11.4.13

As estações errantes


In http://alunos.esffl.pt/16336/images/ESTAES~1.GIF
Outra lição do tempo que levava embarcado na marinha mercante. Não fazendo o navio rotas habituais, tivera de se habituar a uma contingência que desarranja o relógio biológico. As estações do ano tinham perdido calendário. As rotas que eram errantes, pois as encomendas ao armador assim mandavam, levavam o navio a percorrer a distância entre duas estações antípodas em poucos dias. A indumentária era metodicamente preparada quando as coordenadas da próxima ancoragem eram conhecidas. Os marinheiros estão sempre preparados para os reveses que se agigantam do nada – ouvia da boca dos mais experimentados na arte. Como não estava acostumado ao improviso quando era dono da sua vida sedentária, aprendeu a estar acompanhado pelo cálice da sobrevivência em mar alto.

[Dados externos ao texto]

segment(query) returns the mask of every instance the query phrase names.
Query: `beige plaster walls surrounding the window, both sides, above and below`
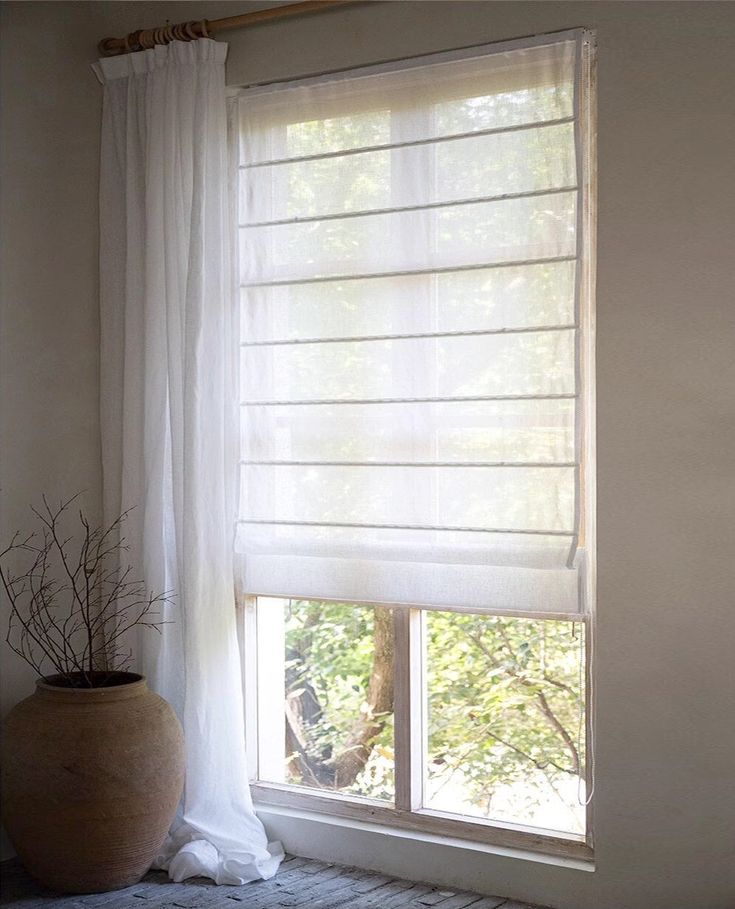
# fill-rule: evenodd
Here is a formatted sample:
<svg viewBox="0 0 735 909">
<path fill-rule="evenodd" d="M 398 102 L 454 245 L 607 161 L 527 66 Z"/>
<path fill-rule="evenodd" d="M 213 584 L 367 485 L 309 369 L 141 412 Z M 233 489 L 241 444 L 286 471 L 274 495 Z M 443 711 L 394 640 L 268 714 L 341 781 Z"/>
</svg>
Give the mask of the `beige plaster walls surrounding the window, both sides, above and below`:
<svg viewBox="0 0 735 909">
<path fill-rule="evenodd" d="M 4 7 L 13 525 L 43 488 L 99 489 L 92 38 L 248 4 Z M 574 26 L 599 40 L 596 871 L 265 819 L 295 851 L 560 909 L 732 909 L 735 5 L 362 4 L 231 33 L 228 80 Z M 4 707 L 28 676 L 6 684 Z"/>
</svg>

Nos meses que levava embarcado já conhecera as estações todas. Andara pelos mares azuis nas proximidades dos trópicos, crestando com um calor que escorria em forma de suor pelo corpo cansado. Andara pelo Pacífico na América do sul, quando por lá era outono e o mar agreste trazia um bafo fresco que pressagiava os rigores do inverno daí a um lustro de semanas. Andara pelas monções no Índico e vira chover como julgara não ser possível. Fora até ao Ártico quando o inverno já dizia adeus e um punhado de icebergues obrigava o navio a ziguezaguear entre eles.
Este nomadismo, que era uma impossibilidade se viesse atrás no tempo, não o cansava. Andarilhava pelas sete partidas do mundo, com pouco tempo para ir a terra nos muitos cais, em tantos lugares diferentes, a que o navio aportara desde o começo da emigração nómada. Como dantes com o mar fundo, congeminou um pensamento simbólico que viesse de parelha com o ausente calendário das estações do ano. E ele, que tanto fora escravo do tempo quando ainda fora o tempo sedentário, soube que a autenticidade das coisas não autoriza que os seus intérpretes as forcem. Um calendário forjado anuncia o provável decesso das coisas, que perdem a espessura da autenticidade. Mas depois logo se abraçou a outras interrogações: e como sabemos que o calendário das coisas embota a sua autenticidade? E como sabemos que o calendário que tecemos vem a destempo?
Mas nem a ausência de calendário das estações para os embarcadiços que sulcam os oceanos todos, serviu de lição para oferecer resposta às interrogações.